The STCM starts the ABIST tests by generating an SGC-go to
the SGC circuitry when a start-test signal is received. Each
of the ABIST engines runs to completion and issues an
ABIST-done. The STCM combines these done signals into one
ABIST-done for the chip and propagates that signal to a chip
output.
External clock
controls
In all cases where internally generated clocks are used, external
clocks can also be applied to generate the same test sequences. LBIST,
WRP, or deterministic stored patterns can be applied with internal
clocks or external tester-generated clocks without modifying the
stimulate/measure latch data. This feature allows for the debugging of
timing or data problems at slow speeds and is used quite often to
verify the integrity of the patterns before attempting to apply the
patterns at fast internal chip cycle times.
LBIST circuit
design implementation
The LBIST macro is designed to communicate with the rest of the
chip in an asynchronous manner, since there are no critical timing
signals to or from the LBIST macro. This clocking approach is possible
because of the asynchronous nature of the design; it allowed the macro
to be synthesized and physically designed with no custom circuit layout
techniques.
Design for test--ABIST
Memory array built-in self-test (ABIST) has traditionally
consisted of a finite-state machine logic engine designed to apply a
prescribed fixed set of memory test patterns to the memory array(s)
under test. These tests typically include data blankets (all 0s and all
1s), word-line stripes, bit-line stripes, and checkerboards. Although
these are performed in multiple addressing modes, including unique
addressing (read before write), this pattern set is the limit of most
finite-state-machine ABIST engines and is mostly unchangeable. A
simplified logic model has registers of latches set up as counters in
nested loops to perform the series of array addressing and
reading/writing, and a two-latch data register that fans out to all of
the array even data bits and odd data bits, respectively. Data patterns
are limited by the combinations of this two-bit data register. The data
out of the array are compared against this data-in register, and the
pass/fail results are latched. Execution of finite-state-machine ABIST
involves initializing the chip for ABIST, usually through the scan
chain, and applying a sufficient number of system clocks, either
externally or through the SCG, for the finite-state machine to reach
its final state. The ABIST pass/fail results (and repairable array
addresses for arrays with redundancy) are scanned out through the scan
chain.
For the S/390 microprocessor and L2 cache designs there are several
different custom embedded memory array designs, often having different
test requirements. The tight cycle-time and access-time requirements on
these arrays caused their designs to be quite aggressive. Dynamic and
self-resetting circuit techniques were used extensively. These
aggressive arrays dictated a need not just for high-speed ABIST
engines, but for a testing scheme that was flexible enough to help
diagnose potential problems, stress array performance, and provide
production-level testing ability.
A programmable ABIST design was implemented for these
high-performance arrays [32,33], with microprocessor-like function.
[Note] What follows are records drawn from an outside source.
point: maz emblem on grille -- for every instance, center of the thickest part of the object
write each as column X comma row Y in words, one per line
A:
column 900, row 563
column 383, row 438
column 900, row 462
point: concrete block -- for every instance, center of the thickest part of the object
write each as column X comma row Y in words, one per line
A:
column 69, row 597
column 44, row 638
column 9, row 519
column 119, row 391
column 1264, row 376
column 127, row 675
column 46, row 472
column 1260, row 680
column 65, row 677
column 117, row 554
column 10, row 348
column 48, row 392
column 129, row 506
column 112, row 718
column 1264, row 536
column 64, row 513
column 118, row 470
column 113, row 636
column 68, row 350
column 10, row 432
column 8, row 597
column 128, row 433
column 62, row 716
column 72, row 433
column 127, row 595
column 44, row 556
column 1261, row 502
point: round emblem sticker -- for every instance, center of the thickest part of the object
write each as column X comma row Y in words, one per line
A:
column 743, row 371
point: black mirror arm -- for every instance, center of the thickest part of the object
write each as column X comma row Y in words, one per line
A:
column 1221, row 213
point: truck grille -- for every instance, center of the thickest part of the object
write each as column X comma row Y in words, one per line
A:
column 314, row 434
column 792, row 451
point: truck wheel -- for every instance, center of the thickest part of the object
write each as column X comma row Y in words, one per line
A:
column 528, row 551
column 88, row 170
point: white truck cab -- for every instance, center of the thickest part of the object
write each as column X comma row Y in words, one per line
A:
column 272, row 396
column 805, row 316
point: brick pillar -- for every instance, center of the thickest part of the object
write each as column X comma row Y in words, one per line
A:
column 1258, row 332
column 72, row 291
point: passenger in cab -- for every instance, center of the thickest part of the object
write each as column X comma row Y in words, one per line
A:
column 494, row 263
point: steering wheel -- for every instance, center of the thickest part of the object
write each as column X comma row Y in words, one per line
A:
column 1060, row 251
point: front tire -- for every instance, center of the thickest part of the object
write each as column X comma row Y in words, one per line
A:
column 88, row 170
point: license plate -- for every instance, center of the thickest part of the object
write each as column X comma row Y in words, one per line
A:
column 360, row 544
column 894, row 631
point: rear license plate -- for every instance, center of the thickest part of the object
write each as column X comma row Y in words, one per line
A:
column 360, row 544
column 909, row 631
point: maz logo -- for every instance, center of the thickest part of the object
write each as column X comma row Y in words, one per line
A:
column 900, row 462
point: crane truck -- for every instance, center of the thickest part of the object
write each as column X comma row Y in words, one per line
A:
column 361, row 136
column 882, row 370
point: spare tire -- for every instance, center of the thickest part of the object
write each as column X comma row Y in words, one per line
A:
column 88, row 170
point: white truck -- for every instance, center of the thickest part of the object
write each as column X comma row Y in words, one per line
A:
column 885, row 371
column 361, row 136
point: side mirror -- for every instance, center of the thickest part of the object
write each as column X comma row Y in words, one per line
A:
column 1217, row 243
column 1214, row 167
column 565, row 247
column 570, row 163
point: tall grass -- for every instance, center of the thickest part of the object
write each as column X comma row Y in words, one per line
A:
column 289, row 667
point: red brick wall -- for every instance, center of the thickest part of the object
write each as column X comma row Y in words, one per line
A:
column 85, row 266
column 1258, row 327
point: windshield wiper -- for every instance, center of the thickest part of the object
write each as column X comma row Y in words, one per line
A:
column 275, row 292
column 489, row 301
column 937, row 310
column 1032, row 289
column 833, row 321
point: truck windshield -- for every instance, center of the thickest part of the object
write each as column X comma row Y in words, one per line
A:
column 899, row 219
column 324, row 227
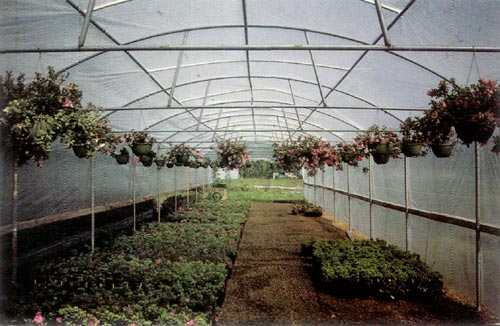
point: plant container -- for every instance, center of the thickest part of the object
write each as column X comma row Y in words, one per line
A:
column 146, row 160
column 141, row 148
column 122, row 158
column 412, row 149
column 442, row 150
column 80, row 150
column 380, row 158
column 470, row 132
The ABIST program to be applied is scanned into a custom microcode
array, and each instruction is decoded, executed, and applied to
the array by the ABIST microprocessor. The programmable ABIST design
comprises eight basic components, as shown in
Figure 5
- Microcode array Scannable register array that
contains the ABIST program to be executed (typically eight
instructions).
- Pointer control macro Register that controls the
address of the ABIST instruction being executed.
- Address control macro Register that controls the
address to be applied to the array.
- Data control macro Register that controls the
data to be applied to the array.
- Read/write register Register that controls the
read/write mode to be applied to the array.
- Result compression macro Registers that either log
pass/fail results and failing address data or store a passing/failing
signature on the basis of the array data outputs.
- Test control interface Logic which communicates to
the STCM and controls the test modes of the array.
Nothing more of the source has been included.